Not so when 350,000+ people are walking around with the disease.
Here is why:
Imagine yourself during a new typical post-COVID day in our “opened up” economy. You wake up, get dressed, commute to work, work, commute back, stop at the grocery store for a few items, pick up your kids from their activities, go home.
How many people did you come into contact with? I counted that on a typical day in Manhattan, I would easily be within six feet of at least 20 people, no matter my attempts to social distance. (And that’s only if I am not taking the subway.) Now, how many people do those 20 people come into contact with? How many were wearing face masks? How many were sick and did not yet know it? It’s like six degrees of Kevin Bacon…every spoke branches out until the numbers are simply too large.
At this point, we’d have to test millions of people, every day or so, to get a real sense of where this disease is and who has it. And that’s just not possible right now, not with the government and resources we have.
Thus my very scientific conclusion: Until there is a widely distributed and effective vaccine, we are so very very screwed.
Here is something I want to make clear that I think it sorely missing from the rhetoric of states that are “opening up.” We are not opening up because we should, or because the danger has passed, or because we have a treatment that works and saves lives….no. The one and only reason is because we cannot, as a society, function any longer under these lock down conditions.
In opening up, we haven’t succeeded. We have simply admitted defeat. We have thrown in the towel. We have conceded that at this point it is better for hundreds of thousands more people to die than to give in to the despair that can arise from having one in five adults unemployed.
We have to open, because opening up gives people hope. Hope of normalcy. Hope of jobs returning. Hope of a better future. And without hope, we have chaos.
If you are reading this, it is because you, like me, are worried. Worried about what throwing in the towel means for our parents and our children. And you should be worried. Because opening up means that you have to be MORE vigilant than ever — not less. It means, that as long as you can, YOU have to stay home. It means keeping the kids home from summer camp. It means begging and pleading with your parents to stay put just a few more weeks, then months…for as long as they can bear it. It means washing your hand until they are cracked and sore and wearing masks simply everywhere.

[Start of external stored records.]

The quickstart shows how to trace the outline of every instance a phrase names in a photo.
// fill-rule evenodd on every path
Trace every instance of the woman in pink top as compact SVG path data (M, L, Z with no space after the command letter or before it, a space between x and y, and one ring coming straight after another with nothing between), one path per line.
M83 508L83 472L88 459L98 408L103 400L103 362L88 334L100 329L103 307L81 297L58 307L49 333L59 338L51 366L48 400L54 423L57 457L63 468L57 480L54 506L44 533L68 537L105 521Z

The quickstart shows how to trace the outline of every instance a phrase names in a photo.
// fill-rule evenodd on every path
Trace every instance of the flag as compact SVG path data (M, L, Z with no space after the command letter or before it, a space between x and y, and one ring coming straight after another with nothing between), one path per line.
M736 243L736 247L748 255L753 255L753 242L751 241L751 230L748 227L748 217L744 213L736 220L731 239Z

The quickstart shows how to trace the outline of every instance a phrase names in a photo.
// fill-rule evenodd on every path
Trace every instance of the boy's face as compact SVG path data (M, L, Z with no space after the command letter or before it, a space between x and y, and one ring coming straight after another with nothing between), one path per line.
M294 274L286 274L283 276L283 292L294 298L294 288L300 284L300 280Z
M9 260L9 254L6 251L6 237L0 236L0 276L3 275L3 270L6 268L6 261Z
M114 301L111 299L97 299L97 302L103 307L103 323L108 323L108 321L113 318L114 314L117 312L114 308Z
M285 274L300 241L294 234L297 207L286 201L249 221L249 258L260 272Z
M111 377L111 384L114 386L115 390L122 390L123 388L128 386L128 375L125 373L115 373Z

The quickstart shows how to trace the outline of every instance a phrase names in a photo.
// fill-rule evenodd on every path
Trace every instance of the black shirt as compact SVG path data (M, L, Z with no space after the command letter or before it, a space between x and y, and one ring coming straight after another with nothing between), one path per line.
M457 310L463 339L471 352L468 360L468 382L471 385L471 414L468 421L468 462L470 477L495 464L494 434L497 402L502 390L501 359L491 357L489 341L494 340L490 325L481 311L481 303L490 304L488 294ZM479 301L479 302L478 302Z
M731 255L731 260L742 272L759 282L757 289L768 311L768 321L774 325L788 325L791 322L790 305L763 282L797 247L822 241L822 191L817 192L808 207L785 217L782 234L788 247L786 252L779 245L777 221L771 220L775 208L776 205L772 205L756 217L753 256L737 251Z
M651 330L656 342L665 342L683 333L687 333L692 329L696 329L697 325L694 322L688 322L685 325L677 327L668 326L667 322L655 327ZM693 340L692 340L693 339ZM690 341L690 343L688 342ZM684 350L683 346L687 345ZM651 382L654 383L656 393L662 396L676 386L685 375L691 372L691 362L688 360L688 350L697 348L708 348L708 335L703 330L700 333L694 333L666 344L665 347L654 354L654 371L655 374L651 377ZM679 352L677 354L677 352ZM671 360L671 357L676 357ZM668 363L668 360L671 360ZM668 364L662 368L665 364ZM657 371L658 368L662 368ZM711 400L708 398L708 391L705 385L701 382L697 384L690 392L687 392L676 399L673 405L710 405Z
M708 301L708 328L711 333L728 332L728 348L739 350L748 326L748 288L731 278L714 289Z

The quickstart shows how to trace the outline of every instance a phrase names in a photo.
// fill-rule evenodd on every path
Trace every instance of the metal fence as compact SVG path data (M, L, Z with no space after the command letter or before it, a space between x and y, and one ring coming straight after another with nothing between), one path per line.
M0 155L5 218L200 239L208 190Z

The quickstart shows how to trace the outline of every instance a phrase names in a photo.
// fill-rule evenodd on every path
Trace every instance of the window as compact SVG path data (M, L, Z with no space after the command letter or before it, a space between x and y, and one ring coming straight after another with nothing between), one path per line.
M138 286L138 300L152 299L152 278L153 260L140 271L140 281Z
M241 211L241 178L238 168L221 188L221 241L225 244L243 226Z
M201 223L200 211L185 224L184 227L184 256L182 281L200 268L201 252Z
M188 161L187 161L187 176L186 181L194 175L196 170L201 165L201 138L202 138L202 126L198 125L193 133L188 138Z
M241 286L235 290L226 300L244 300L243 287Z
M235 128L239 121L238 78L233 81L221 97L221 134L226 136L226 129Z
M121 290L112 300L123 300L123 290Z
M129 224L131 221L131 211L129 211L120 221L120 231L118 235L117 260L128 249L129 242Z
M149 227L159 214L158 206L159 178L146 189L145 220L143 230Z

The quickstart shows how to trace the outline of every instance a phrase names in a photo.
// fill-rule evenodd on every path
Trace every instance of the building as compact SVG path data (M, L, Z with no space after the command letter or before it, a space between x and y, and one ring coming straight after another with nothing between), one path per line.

I realize how mentally and financially exhausting these past few months have been for many of us. The urge to get back some semblance of normalcy, to shop, to dine, to work, to hug your mom is overwhelming and undeniable. Not to mention the moral obligation and burning desire many of us feel to attend BLM rallies, no matter the health cost.
And yet, with the exception of rallies and grocery runs, you need to stay put. It’s more dangerous out there than ever. Cases are rising in many states. Close to a thousand people still die daily. The simple fact is — it is not safe. And you need to stay the course, for as long as you can afford it, for as long as you can endure it.
And there is hope. The brightest minds of our generation are on an all-out race for the vaccine. There are billions of dollars being poured into the search. The vaccine WILL come. So just wait. Just hold on a few more months.
Just keep reminding yourself: we are not opening up because we can. We are opening up because we lost. Don’t let it be your life, or the life of someone you love, that is sacrificed for the illusion of normalcy.
Trust me, there is nothing in that glass that is worth tasting.